If Craigslist Were Raising Money, What Would It Be Worth?
Zillow announced today that the real estate media company raised $30 million in a round led by private-equity firm Legg Mason. What’s interesting to us is how the world is reacting to one of the biggest venture investments since the 1990’s. Becky Buckman at the Wall Street Journal speculates that the valuation was $350 million, but without mentioning whether this includes the $30 million in cash.
Michael Arrington at TechCrunch is the only one to notice that Legg Mason was the same investor that led the other mammoth Web 2.0 investment this year, the $44 million round in Marc Andressen’s Ning from July 2007. VentureBeat reports the news on the heels of a depressing announcement that a 6th-grader raised $6.5 million.

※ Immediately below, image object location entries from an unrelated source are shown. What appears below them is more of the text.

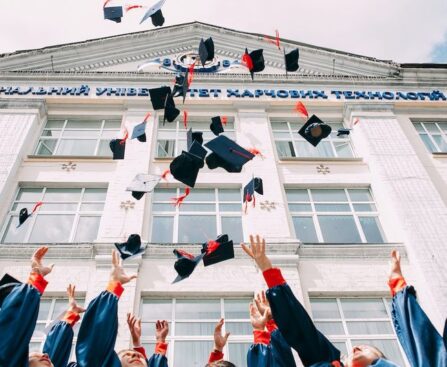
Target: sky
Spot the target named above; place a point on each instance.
(405, 31)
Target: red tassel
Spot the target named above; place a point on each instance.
(147, 117)
(247, 61)
(212, 246)
(300, 108)
(179, 201)
(130, 7)
(123, 140)
(38, 204)
(165, 174)
(185, 119)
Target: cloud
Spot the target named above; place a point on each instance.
(439, 52)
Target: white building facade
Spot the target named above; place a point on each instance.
(331, 215)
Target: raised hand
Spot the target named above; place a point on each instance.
(161, 331)
(36, 262)
(72, 305)
(118, 274)
(134, 324)
(395, 270)
(257, 252)
(220, 340)
(258, 320)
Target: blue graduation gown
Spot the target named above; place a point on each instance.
(18, 317)
(422, 343)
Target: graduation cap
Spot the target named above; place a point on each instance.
(227, 154)
(159, 96)
(132, 247)
(185, 168)
(185, 264)
(113, 13)
(118, 148)
(343, 131)
(24, 215)
(217, 251)
(206, 50)
(291, 60)
(155, 14)
(7, 284)
(143, 183)
(192, 137)
(315, 130)
(216, 125)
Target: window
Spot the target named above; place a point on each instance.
(172, 136)
(191, 324)
(78, 137)
(355, 321)
(49, 310)
(204, 214)
(290, 144)
(434, 135)
(67, 215)
(334, 215)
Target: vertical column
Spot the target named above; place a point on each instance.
(408, 190)
(253, 131)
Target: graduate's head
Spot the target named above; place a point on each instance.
(362, 356)
(39, 360)
(131, 358)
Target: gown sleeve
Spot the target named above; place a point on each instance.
(422, 343)
(18, 317)
(59, 341)
(295, 324)
(99, 329)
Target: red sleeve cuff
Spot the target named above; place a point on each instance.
(71, 318)
(161, 348)
(273, 277)
(116, 288)
(141, 350)
(215, 356)
(396, 285)
(271, 326)
(261, 337)
(37, 281)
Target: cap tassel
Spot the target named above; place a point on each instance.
(179, 200)
(300, 108)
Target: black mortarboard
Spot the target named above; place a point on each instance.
(143, 183)
(255, 185)
(132, 247)
(139, 132)
(192, 137)
(171, 112)
(217, 251)
(216, 125)
(227, 154)
(113, 13)
(155, 14)
(185, 264)
(118, 148)
(7, 284)
(158, 97)
(291, 60)
(185, 168)
(206, 50)
(343, 131)
(315, 130)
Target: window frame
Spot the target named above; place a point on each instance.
(314, 214)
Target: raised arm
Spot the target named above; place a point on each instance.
(292, 319)
(422, 343)
(18, 313)
(59, 340)
(99, 327)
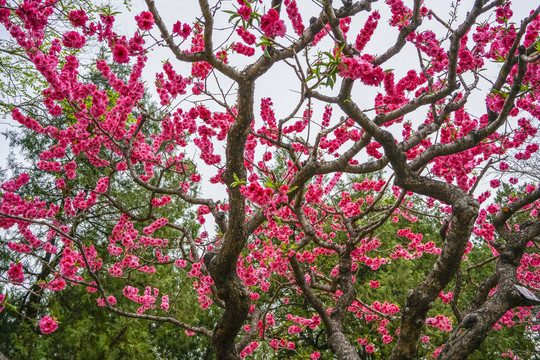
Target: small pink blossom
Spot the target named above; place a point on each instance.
(120, 54)
(48, 325)
(145, 21)
(271, 25)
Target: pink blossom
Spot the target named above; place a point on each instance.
(145, 20)
(120, 54)
(48, 325)
(245, 12)
(78, 18)
(181, 30)
(73, 39)
(271, 25)
(15, 273)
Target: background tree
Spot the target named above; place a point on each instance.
(324, 204)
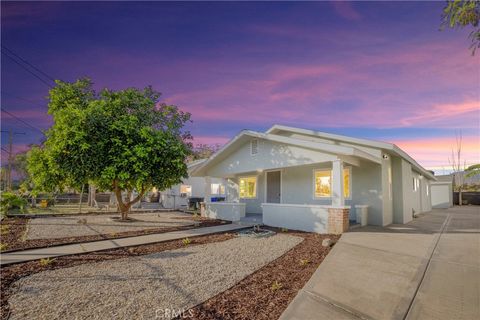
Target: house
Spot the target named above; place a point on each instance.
(178, 196)
(314, 181)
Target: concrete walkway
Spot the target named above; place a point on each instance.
(69, 249)
(427, 269)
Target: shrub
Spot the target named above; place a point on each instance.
(276, 286)
(46, 261)
(12, 201)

Seattle’s John Cook goes deep with a Rich Barton interview in which the Zillow CEO describes a money-raising effort that wasn’t an effort at all. What struck me most about this interview though was Rich’s reaction to Web 2.0 startups, which John described as trying to “build something very cheap with two or three engineers, you test it, you try to build it through a grass roots marketing campaign and then if it is successful, then you sell out, like Flickr.” Rich responds, “That is completely anathema to me.”
And we agree with Rich’s objections to startups that stay small so they can sell out early, having argued before how important it is for entrepreneurs to shoot the moon. But what if John had asked the question slightly differently, about startups that want to do something big, but don’t raise a lot of capital? This is Web 2.0’s $24,000 question. Can community — people selling dressers, taking pictures, arguing over Scientology — take the place that capital — sock puppets, fancy offices, huge financing rounds — once had in the ’90’s?
For all the baloney oozing out of warmed-over Web 2.0 startups, this was the one premise that seems really worthwhile and even precious: that we could combine existing web software to build sites where the people who use them create a lot of the value, all without spending too much money.
This has been on my mind ever since I heard Rich’s comments to a group of entrepreneurs in which he predicted that Wikipedia and Craigslist (first audio clip) would have to make a lot of money or lose to better-funded competitors. It was a fiendishly provocative statement, because those sites have special meaning to any Internet aficionado, which in turn probably explains why they have thus far flourished.
It still seems possible that a small number of committed engineers, supported by an enthused community of people, can change the world (you see this stuff on the back of cars “ albeit never very nice cars “ all the time). In so doing, the engineers can usually make money.
Zillow may of course have both a community that extends beyond the real estate industry as well as an unusually large amount of capital, but it’s the community — people talking about real estate on Zillow — that will drive their success, not the capital.